The ball was in Mike Miles’ hands, until it wasn’t.

The momentum was in Arizona State’s hands, until it wasn’t.

The game was in the ASU’s hands, until it wasn’t.

And now Bobby Hurley and the Sun Devils face a brutally long offseason with more questions than answers after the upset that wasn’t, a 72-70 last-second loss to 6-seed TCU in a game it led by 8 with under 5 minutes left.

It was the kind of loss that leaves a mark, on the team and on the conference — which suffered its 3rd disheartening loss in two days, first with No. 2 Arizona’s breathtaking loss to 15-seed Princeton yesterday, then with USC’s loss to Michigan State on Friday morning — and even on the region, as now only 4 teams west of Texas remain in the Tourney.

Only one of those teams — UCLA — belongs to the Pac-12, and not for long, at that.

The Bruins may be rolling, but after another brutal letdown on Friday, the Pac-12 is reeling.

*****

With the score tied at 70 and 13 seconds left in the game, everyone in Denver’s Ball Arena knew where the ball was going.

On a night the shots weren’t falling for anyone on the Horned Frogs, except for, perhaps, JaKobe Coles, Miles was more than a 3rd of TCU’s offense. Miles went 6-for-15 from the field and 12-of-14 from the free-throw line en route to a game-high 26 points, so there was no doubt that, with the game on the line, that’s exactly where Miles wanted to be.

That this game was in this position in the first place was a bit of a farce. ASU went ahead 67-62 with 3 minutes, 32 seconds left on a Devan Cambridge layup, then didn’t score for the next 3:14 as the Frogs went on an 8-0 run. So, of course, what happened next? Arizona State’s DJ Horne hits a game-tying 3-pointer with 18 seconds left.

Now it was TCU’s turn, and the Horned Frogs turned to Miles, who took the inbounds pass with 12.4 seconds left and dribbled around the perimeter until Coles met him at the top of the key for a pick-and-roll.
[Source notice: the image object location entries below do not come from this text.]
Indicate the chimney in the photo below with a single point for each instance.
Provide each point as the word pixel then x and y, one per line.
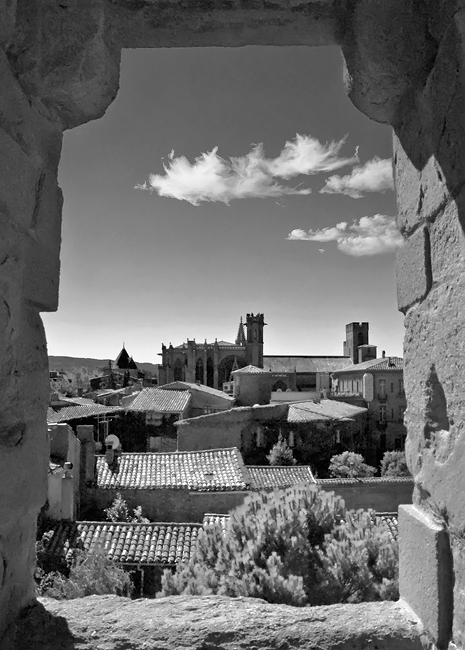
pixel 68 505
pixel 85 434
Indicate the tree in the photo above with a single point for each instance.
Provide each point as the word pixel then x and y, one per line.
pixel 297 546
pixel 281 454
pixel 91 572
pixel 119 511
pixel 394 463
pixel 350 465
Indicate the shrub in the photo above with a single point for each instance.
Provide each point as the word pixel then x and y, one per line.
pixel 297 546
pixel 91 572
pixel 350 465
pixel 394 463
pixel 281 454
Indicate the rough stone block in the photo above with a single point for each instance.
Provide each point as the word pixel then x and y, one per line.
pixel 447 245
pixel 425 572
pixel 413 270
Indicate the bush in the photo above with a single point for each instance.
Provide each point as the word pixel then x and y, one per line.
pixel 90 573
pixel 297 546
pixel 394 463
pixel 281 454
pixel 119 511
pixel 350 465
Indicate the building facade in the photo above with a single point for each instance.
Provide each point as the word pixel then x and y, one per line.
pixel 211 364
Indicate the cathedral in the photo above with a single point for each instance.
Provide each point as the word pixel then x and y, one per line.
pixel 211 364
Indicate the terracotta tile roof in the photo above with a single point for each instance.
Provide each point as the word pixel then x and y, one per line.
pixel 201 388
pixel 391 521
pixel 160 400
pixel 302 364
pixel 384 363
pixel 250 370
pixel 278 477
pixel 210 470
pixel 211 519
pixel 325 409
pixel 357 481
pixel 80 411
pixel 127 543
pixel 55 468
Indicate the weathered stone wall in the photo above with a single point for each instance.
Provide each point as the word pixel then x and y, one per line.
pixel 234 428
pixel 404 66
pixel 430 173
pixel 181 506
pixel 378 494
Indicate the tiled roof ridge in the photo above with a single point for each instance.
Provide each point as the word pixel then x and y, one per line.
pixel 138 523
pixel 170 453
pixel 365 479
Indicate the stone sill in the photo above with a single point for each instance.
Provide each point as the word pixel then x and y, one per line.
pixel 213 622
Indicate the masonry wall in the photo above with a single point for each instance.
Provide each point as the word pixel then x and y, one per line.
pixel 381 496
pixel 234 428
pixel 404 66
pixel 179 506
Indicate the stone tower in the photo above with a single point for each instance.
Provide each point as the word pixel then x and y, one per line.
pixel 356 335
pixel 254 343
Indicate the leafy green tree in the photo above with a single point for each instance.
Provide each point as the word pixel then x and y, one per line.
pixel 119 511
pixel 297 546
pixel 349 465
pixel 394 463
pixel 281 454
pixel 91 572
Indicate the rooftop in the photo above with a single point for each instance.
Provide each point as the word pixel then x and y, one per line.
pixel 250 370
pixel 160 400
pixel 186 385
pixel 127 543
pixel 79 411
pixel 358 481
pixel 383 363
pixel 264 477
pixel 303 364
pixel 210 470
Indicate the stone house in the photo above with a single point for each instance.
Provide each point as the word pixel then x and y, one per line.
pixel 309 427
pixel 379 385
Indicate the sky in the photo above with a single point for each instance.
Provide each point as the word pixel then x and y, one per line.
pixel 226 227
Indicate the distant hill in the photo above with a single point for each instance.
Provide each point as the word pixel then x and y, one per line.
pixel 86 367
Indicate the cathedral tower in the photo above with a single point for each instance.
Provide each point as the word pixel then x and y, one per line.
pixel 254 343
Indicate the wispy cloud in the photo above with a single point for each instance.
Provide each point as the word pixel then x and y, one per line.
pixel 212 178
pixel 369 236
pixel 374 176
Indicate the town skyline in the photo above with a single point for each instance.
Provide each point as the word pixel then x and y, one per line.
pixel 147 268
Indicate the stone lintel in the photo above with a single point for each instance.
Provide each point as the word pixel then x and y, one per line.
pixel 413 270
pixel 426 572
ASU’s Frankie Collins and Alonzo Gaffney doubled Miles outside the arc, and Miles found Coles, who drove to the basket as Collins rotated back late, and he uncorked a floater and drained it with 1.5 seconds left.

In a moment — well, a series of moments — ASU’s once-promising run was over.

“Just heartbroken really for my guys,” Arizona State coach Bobby Hurley said after the game. “Played a winning game. It was a heck of a game to be a part of. Credit TCU for doing things out there that they’ve been doing. Heck of a team, and it was outstanding basketball game.”

And it all started so well.

On Wednesday in a First Four throttling of Nevada, the Sun Devils shot 63.6 percent from the field and 52.4 percent from 3-point range. ASU ran the Wolf Pack off the court in a 98-73 win, one of the team’s most complete games of the season.

Leading by 11 with 16 minutes left, they were shooting 62.5 percent from the field and the Frogs were shooting 37.8 percent. The Sun Devils would go on to shot 5-for-20 the rest of the way.

“It’s disappointing, and I just don’t have much more to say,” Hurley said. “I feel awful for these guys because you hate to see them lose like that. But they put their heart and soul into it, so it makes it even feel worse.”

*****

When you lose after being up by 8 with under 5 minutes left, there are bound to be questions.

And Hurley did face the music on Friday, particularly about his last-second decision-making. Instead of calling a timeout and perhaps advancing the ball after Coles’ go-ahead shot, Hurley said he did consider it but didn’t do it.

“I thought about it as the ball was flying through the air when Frankie had it,” he said. “That one you can put on me because I knew I had a time-out, and maybe we could have threw it to half court and flipped it to a guard and they would have taken a dribble and gotten about 20 feet closer. Yeah, that’s certainly something I’ll think about.”

He’s going to think about a heck of a lot more than that.

With a chance to knock off a higher-seeded team from a great basketball conference, the Sun Devils choked it away. Hurley’s status in Tempe is a bit of a question mark as well, as is a roster in a state of flux. Does he return and try to rebuild or does he move back east to one of a bevy of intriguing openings?

The only answers they have right now is this one stings.

“When you’re so close to completing a job like that and you just don’t get it done, it hurts,” Horne said.